Fees Boost Profits at BankAmerica, Bank of N.Y.

Fees from businesses well outside traditional lending and deposit- taking helped several large banks post double-digit growth in second- quarter profits.

BankAmerica Corp. reported a 12% increase in net income, to $723 million, thanks to a 7% revenue gain mostly from credit cards and securities trading.

Bank of New York Co. posted a 23% rise, to $278 million, aided by recent securities processing acquisitions and the sale of a credit card portfolio.

And Wachovia Corp. of Winston-Salem, N.C., beat the per-share consensus estimate of Wall Street analysts by 3 cents due to stronger-than-expected revenue growth, although its $159.4 million of net income was down 2.2% from last year's second quarter when a special gain was recorded.

"The growth in fee income kind of blew us away," said Anthony R. Davis of Dean Witter.

Like other big regionals that managed to keep a tight hand on costs last quarter, BankAmerica benefited from a 3% decline in noninterest expense.

Because of share repurchases, earnings per share at the San Francisco- based bank rose 19%, to $1.84, beating analysts' consensus estimate by 6 cents.

"They knocked the cover off the ball," said Rodman & Renshaw Inc. analyst Campbell K. Chaney in San Francisco.

Results at BankAmerica, the country's third-largest bank company, were buoyed by 16% growth in noninterest income, to $1.3 billion.

BankAmerica's credit business also did well. Total average loans grew $2.7 billion, to $157.6 billion, while the ratio of nonaccrual loans to total assets dropped from 1.1% to 0.9%.

Credit card losses, an area of concern at other banks, were not a problem; the ratio of credit card chargeoffs to total balances rose only 13 basis points, to 4.76%. Analysts said the rise was so small that it was actually a positive.

"It was remarkable given what other banks have been doing," said Salomon Brothers analyst Carole Berger.

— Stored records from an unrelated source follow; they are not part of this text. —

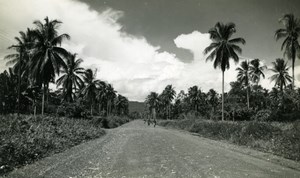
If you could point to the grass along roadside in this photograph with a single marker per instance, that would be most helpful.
(276, 138)
(25, 139)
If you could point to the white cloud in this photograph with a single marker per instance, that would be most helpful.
(130, 63)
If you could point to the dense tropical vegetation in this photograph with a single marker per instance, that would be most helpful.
(38, 60)
(247, 99)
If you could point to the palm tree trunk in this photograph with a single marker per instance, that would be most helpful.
(248, 103)
(99, 108)
(153, 114)
(43, 99)
(222, 95)
(293, 68)
(19, 83)
(92, 107)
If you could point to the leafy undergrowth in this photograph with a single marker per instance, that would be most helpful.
(111, 122)
(281, 139)
(25, 139)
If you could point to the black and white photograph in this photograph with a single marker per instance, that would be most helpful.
(149, 88)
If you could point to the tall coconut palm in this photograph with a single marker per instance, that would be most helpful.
(168, 95)
(290, 33)
(101, 96)
(281, 76)
(194, 95)
(121, 104)
(152, 101)
(21, 58)
(47, 56)
(110, 95)
(243, 77)
(71, 80)
(89, 90)
(223, 48)
(212, 98)
(256, 71)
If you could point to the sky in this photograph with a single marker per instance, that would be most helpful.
(143, 45)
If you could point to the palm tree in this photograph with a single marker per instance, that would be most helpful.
(47, 55)
(194, 95)
(111, 95)
(101, 96)
(256, 70)
(223, 48)
(243, 77)
(291, 33)
(89, 90)
(71, 80)
(213, 100)
(152, 101)
(21, 58)
(168, 95)
(281, 76)
(121, 104)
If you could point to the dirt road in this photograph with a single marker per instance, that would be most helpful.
(137, 150)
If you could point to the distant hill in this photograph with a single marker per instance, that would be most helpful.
(136, 106)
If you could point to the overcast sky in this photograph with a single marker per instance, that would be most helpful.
(143, 45)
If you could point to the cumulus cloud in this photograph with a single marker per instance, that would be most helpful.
(130, 63)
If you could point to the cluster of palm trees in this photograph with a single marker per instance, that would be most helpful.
(167, 105)
(224, 48)
(39, 59)
(161, 103)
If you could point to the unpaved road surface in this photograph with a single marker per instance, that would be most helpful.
(138, 150)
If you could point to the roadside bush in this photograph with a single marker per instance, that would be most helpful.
(110, 122)
(72, 110)
(25, 139)
(262, 115)
(282, 139)
(243, 114)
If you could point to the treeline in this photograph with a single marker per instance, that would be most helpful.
(39, 60)
(246, 100)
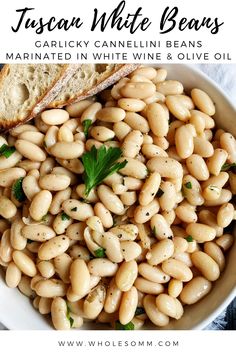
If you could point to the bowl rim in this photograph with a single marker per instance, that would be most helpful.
(232, 294)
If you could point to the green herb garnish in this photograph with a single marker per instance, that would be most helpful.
(86, 125)
(189, 238)
(188, 185)
(228, 166)
(127, 327)
(99, 164)
(139, 311)
(68, 316)
(74, 209)
(100, 253)
(159, 193)
(64, 217)
(17, 190)
(6, 150)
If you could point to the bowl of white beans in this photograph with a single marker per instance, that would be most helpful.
(117, 212)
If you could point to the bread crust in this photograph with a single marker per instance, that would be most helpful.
(105, 81)
(67, 72)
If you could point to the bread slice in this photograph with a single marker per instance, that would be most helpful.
(88, 80)
(26, 89)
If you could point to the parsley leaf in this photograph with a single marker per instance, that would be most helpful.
(6, 150)
(139, 311)
(68, 316)
(188, 185)
(18, 190)
(228, 166)
(100, 253)
(86, 125)
(127, 327)
(99, 164)
(189, 238)
(159, 193)
(64, 217)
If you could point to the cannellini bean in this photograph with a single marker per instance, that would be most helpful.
(93, 303)
(160, 227)
(216, 161)
(149, 189)
(126, 275)
(39, 233)
(177, 269)
(79, 270)
(128, 305)
(203, 102)
(138, 90)
(214, 251)
(132, 143)
(225, 215)
(157, 120)
(102, 267)
(177, 108)
(130, 250)
(228, 143)
(77, 210)
(165, 166)
(175, 287)
(24, 263)
(195, 290)
(153, 273)
(30, 150)
(148, 287)
(54, 182)
(110, 200)
(40, 205)
(155, 316)
(160, 251)
(46, 269)
(53, 247)
(206, 265)
(225, 241)
(200, 232)
(113, 298)
(136, 122)
(13, 275)
(170, 306)
(7, 208)
(59, 314)
(8, 176)
(134, 168)
(144, 213)
(67, 150)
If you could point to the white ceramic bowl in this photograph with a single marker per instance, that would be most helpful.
(16, 311)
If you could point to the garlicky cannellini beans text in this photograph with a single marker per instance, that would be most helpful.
(147, 241)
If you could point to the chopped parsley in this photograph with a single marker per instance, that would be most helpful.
(64, 217)
(228, 166)
(99, 164)
(159, 193)
(189, 238)
(86, 125)
(127, 327)
(6, 150)
(18, 191)
(139, 311)
(100, 253)
(188, 185)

However, BankAmerica's net interest margin declined nine basis points, to 4.27%. The bank said it was unable to increase core deposits fast enough to fund its loan growth and, as a result, had to use more expensive wholesale funding.

"The only thing that sticks out as contrary is that their margin continues to deteriorate," said Bear, Stearns & Co. analyst Lawrence R. Vitale.

But the margin decline wasn't so serious that it took the luster off an otherwise stellar quarter.

"We had a good, strong quarter," said BankAmerica chief financial officer Michael O'Neill.

Second-quarter earnings at Wachovia followed the trend seen at many other regional banks: Strong revenue growth, particularly in fee income, overcame higher credit card chargeoffs.

The bank cited a surge in service charge revenue, driven by strong volume in both the consumer and corporate categories; electronic banking fees, principally from consumer use of debit cards and automated teller machines; and investment fee income derived from the sale of securities.

Wachovia earned 94 cents per share. Fee income was particularly strong, up 10% from the year-earlier quarter, to $198.4 million.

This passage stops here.